With her imagination, innovation and restless spirit, Anjolie Ela Menon continues to experiment with newer forms, materials and ideas. This tendency to try out things can be attributed to her adventurous spirit nurtured by a father in the army and a husband in the navy.

The celebrated artist recounts having moved house 30 times, at least! One of the foremost artists of her generation, she reminisces in an interview, “Our family lived almost all over (India) since my father was a surgeon in the Army. Whenever he would get a new house, we would all rush to check the number of trees it had. He would make tree houses and we would eat in them. My mother loved taking us out on picnics.”

Experimentation has always been at the heart of Anjolie Ela Menon’s art. She is among the first Indian artists to do kitsch and experiment with computer/digital painting. She has done sculptures from Murano crystal, a type of Italian glass. She has also tried out painted objects, ‘the opposite of installation art’, even while dabbling in oils.

It’s noteworthy that an itinerant life has resulted in some truly interesting aesthetic and practical choices for the innovative artist. For example, she happened to come across masonite, sheets of pressed wood fiber sometimes employed as packing material, which made her works more convenient to lug around, too. She has worked with several such offbeat materials, leading to painted works on found ‘junk’ objects like castaway old wooden furniture, cupboards, suitcases and trunks.

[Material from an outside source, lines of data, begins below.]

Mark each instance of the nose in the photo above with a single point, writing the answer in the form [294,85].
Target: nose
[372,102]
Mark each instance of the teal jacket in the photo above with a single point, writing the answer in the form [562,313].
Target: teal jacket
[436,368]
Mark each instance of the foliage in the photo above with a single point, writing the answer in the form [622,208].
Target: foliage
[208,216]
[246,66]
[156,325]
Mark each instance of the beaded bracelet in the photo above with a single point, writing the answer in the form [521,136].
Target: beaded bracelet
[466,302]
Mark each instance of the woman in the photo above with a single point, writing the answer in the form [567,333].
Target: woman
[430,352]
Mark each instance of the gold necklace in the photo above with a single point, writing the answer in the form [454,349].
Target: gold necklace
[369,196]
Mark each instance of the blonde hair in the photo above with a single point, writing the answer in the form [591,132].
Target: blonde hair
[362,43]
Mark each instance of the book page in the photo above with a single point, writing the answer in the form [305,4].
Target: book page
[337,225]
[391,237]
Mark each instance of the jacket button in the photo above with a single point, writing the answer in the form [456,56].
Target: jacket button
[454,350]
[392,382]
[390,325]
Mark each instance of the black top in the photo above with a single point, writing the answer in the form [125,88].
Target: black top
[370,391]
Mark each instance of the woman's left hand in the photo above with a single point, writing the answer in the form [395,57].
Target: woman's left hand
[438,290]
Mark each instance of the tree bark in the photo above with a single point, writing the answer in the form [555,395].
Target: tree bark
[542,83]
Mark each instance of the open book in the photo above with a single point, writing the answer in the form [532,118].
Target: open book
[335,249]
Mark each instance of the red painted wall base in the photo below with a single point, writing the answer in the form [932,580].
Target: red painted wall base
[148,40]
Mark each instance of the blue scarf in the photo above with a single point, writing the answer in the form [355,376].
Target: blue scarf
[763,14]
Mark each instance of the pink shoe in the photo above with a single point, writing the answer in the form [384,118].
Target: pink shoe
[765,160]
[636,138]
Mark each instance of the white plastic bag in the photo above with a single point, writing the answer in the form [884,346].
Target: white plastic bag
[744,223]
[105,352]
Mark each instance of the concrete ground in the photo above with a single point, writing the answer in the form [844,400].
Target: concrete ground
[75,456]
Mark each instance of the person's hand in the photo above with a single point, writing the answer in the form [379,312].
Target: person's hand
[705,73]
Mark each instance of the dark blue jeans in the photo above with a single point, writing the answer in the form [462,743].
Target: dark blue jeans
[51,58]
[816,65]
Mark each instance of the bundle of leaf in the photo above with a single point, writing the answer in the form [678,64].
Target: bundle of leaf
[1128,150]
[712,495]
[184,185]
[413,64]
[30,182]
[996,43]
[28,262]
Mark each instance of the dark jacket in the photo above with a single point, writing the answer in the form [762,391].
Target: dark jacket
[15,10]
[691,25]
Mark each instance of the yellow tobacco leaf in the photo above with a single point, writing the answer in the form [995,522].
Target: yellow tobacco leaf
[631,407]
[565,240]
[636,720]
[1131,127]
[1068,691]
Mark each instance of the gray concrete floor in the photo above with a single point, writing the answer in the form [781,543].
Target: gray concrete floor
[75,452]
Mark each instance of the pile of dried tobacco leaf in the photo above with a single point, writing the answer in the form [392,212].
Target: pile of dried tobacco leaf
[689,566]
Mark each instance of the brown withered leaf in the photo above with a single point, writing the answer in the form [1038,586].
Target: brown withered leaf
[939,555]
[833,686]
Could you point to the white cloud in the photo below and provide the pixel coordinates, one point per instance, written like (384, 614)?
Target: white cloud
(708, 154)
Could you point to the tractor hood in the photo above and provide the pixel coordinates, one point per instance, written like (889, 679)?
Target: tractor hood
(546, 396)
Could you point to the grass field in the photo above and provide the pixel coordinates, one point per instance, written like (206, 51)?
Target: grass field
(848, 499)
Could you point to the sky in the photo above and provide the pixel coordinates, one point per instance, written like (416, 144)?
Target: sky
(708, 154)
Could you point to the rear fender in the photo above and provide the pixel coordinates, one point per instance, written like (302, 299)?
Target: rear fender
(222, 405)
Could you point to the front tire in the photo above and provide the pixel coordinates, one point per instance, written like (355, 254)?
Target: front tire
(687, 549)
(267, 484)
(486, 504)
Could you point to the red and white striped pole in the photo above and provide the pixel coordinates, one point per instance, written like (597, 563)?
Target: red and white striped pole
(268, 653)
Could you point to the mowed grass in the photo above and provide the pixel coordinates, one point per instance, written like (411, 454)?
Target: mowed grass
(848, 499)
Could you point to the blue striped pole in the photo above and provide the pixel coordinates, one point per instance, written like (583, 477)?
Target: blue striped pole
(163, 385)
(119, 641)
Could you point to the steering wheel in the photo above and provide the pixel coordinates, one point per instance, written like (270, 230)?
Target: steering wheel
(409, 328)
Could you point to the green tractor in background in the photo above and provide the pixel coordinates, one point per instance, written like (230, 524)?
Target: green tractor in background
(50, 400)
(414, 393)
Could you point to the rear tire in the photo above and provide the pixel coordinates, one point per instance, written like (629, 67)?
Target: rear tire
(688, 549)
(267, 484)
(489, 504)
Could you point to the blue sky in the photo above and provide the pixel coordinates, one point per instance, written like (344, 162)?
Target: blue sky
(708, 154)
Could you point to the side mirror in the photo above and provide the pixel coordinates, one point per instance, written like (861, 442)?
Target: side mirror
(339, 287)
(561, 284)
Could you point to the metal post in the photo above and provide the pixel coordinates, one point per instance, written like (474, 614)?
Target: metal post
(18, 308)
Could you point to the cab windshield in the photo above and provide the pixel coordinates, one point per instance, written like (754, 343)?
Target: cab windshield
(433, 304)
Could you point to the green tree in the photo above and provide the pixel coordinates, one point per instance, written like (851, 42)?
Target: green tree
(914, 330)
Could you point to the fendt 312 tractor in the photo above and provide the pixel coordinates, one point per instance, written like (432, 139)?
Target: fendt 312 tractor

Anjolie Ela Menon has worked on several ambitious public art projects, including the most recent one at Mumbai’s Chattrapati Shivaji International Airport, a true tribute to this versatile artist’s spirit to experiment. Summing it up, she has once stated: "I was instrumental in bringing art down from its high pedestal. Most people approach it with a sense of awe. I wanted to break that. I was a karma-yogi as far as experimentation went. I never simply thought of the fruits of my labor."

Art world headlines dominated by China and India

China and India were in news with The New York Times covering a major exhibition of Indian art that made ‘a rare stop’ in the country. Clare Pennington mentioned in an elaborate news report: “For the past half-century, China and India, the world’s most populous nations, have been uncomfortable neighbors.

There is no quick fix for these deep-seated problems, but there are murmurs of a widening dialogue between the two nations, at least on the cultural front. And as with the Buddhist scriptures millennia ago, paintings covered in bindis, sculptures crafted in the furniture markets of Mumbai and miniature cities bent from the metal of India’s scrap heaps have traveled east and moved into the Ullens Center for Contemporary Art, one of the most prominent contemporary art museums in China.”

A traveling exhibition, ‘Indian Highway’, was produced in conjunction with the Serpentine Gallery in London. It features 29 artists and 130 individual pieces. This is the largest show of art from India to ever make it to China, where any display of culture from India is rare. From 2006 to 2008, the Arario Gallery here and the Shanghai Museum of Contemporary Art each held a group exhibition of Indian artists.

Between those years Arario sold 30 Indian works valued at a total of $2.5 million to Chinese buyers, but interest from Chinese collectors then appeared to dissolve. Artists and museums hope that “Indian Highway” will rekindle the flame. Hans Ulrich Obrist and Julia Peyton-Jones, directors of the Serpentine Gallery in London, said the exhibition was not meant to showcase differences between the strengths of India and China. But perhaps that was inevitable in any dialogue about the two nations.   

In spite of the art world’s enthusiasm for such cultural exchanges, the exhibit provoked mixed reactions in the country. Relations between the world’s most populous autocracy and its largest democracy are marked by competitive anxieties. In parallel to an economic fight, a military arms race is also occurring. The media in respective nations weigh in quite vocally. Some in China were concerned by the fact that the Ullens founders, Guy and Myriam Ullens, were apparently shifting their interests to Indian from Chinese art.